Pour apprécier à quel point les choses sont mauvaises, voici une expérience de pensée: imaginez si on vous avait dit que le prix du Brexit était la réorganisation en gros de l'économie britannique sur des bases éco-socialistes, comme indiqué dans mon livre Pastèques.

  • Votre campagne serait saccagée par un projet d'éléphant blanc massivement cher et économiquement non viable - HS2 - dont les seules fonctions étaient a) de couvrir l'embarras du gouvernement d'avoir déjà tant gaspillé et b) d'enrichir des sociétés d'ingénierie capitalistes et des chefs de projet et c) pacifier la fonction publique de gauche
  • Vous devrez retirer votre cuisinière à gaz et votre chaudière à gaz et les remplacer par de nouvelles versions électriques beaucoup plus chères
  • Vous vous retrouveriez avec un chancelier qui s'est soudainement révélé être aussi mauvais, sinon pire, que Philip Hammond - un seul qui est entièrement non licenciable, car il pousse tous les boutons appropriés des minorités raciales / religieuses.
  • Vous aviez un Premier ministre si ébloui par la verdure qu'il a en fait choisi de partager une plate-forme avec Deep Green, le fournisseur malthusien de propagande alarmiste scandaleuse Sir David Attenborough et de répandre toutes sortes de coups de feu scientifiquement illettrés sur le CO2 bénéfique des gaz traces, menaçant sur la planète comme un thé malin confortable
  • Vous deviez abandonner votre voiture à essence ou diesel
  • Votre littoral a été abîmé par des hacheurs d'oiseaux encore plus dérangeants pour les baleines, enrichissants
  • Votre pays a été engagé dans une expérience verte beaucoup plus radicale et transformatrice (et folle) que n'importe quoi ailleurs dans l'Union européenne - y compris, même, la ruine économique de l'Allemagne Energiewende
  • Le ministre qui administre ce stratagème, au lieu d'être votre habituel apparatchik de battement de cœur, était si capable et puissant que vous l'imagineriez presque être un conservateur - sans son éco-socialiste extrêmement douteux Weltanschauung
  • Rien de tout cela n'avait été chiffré, pas à distance. Mais nous parlons de milliards de dollars de votre argent
  • La différence que tout cela fera au changement climatique est précisément zilch, notamment parce que la croissance de l'économie chinoise des carburants fossiles dépasse désormais entièrement toutes les réductions que l'Occident fait de manière suicidaire et unilatérale à des fins de signalisation de vert vertu
  • Pour frotter le sel dans la plaie, votre nouveau Premier ministre a prononcé un discours chantant les louanges des marchés libres - comme pour vous narguer avec ce qui aurait pu se produire si vous aviez élu un véritable gouvernement conservateur. [Voir le tweet de Matt Ridley ci-dessous]

Le fantasme:

La réalité massivement décevante (NB - ce n'est pas à distance ce que Smith, Ricardo ou Cobden avaient en tête…)

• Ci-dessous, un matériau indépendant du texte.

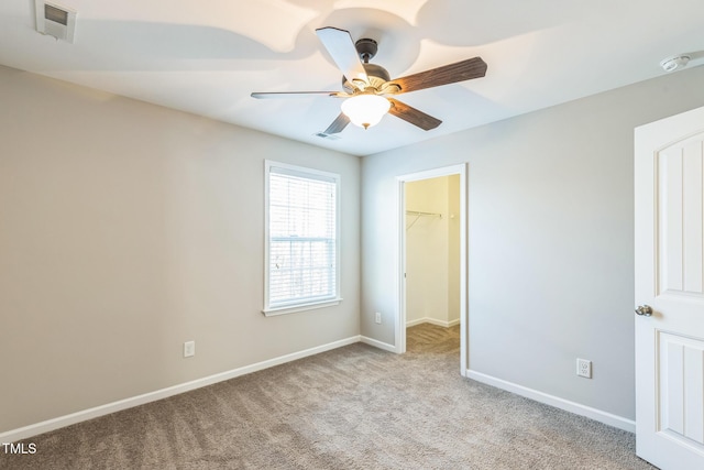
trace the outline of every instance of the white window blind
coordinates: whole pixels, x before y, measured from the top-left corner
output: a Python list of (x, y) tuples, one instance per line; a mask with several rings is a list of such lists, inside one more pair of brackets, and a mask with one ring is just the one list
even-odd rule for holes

Auriez-vous toujours voté pour le Brexit dans ces circonstances?

Je ne suis pas sûr que je le ferais - notamment parce que tout ce que je viens de décrire ci-dessus est en fait pire pour la Grande-Bretagne que presque tout ce que nous avons vécu au cours de ces longues décennies sous le joug de l'UE.

De nombreux lecteurs diront sans doute: «Je te l'ai dit! Boris a toujours été un centriste spongieux. »

Eh bien, peut-être, mais d'abord, je maintiendrais toujours qu'il était le seul espoir de sortir de l'impasse de trois ans post-référendaire qui a failli voir le Brexit annulé; et deuxièmement, j'avais plutôt espéré - en particulier sous la direction d'un conseiller comme Dominic Cummings - que son pragmatisme se manifesterait et qu'il se serait rendu compte que la seule façon de tenir ses promesses pour une Grande-Bretagne revitalisée après le Brexit, pour la classe ouvrière surtout, devait abandonner la merde verte.

Ce spectacle d'horreur pointu que je viens de décrire ci-dessus: c'est comme une liste de souhaits fantastiques qui se réalise pour toutes les choses que les gens qui ont voté Remain auraient aimé arriver en Grande-Bretagne mais n'auraient jamais osé espérer que cela puisse arriver.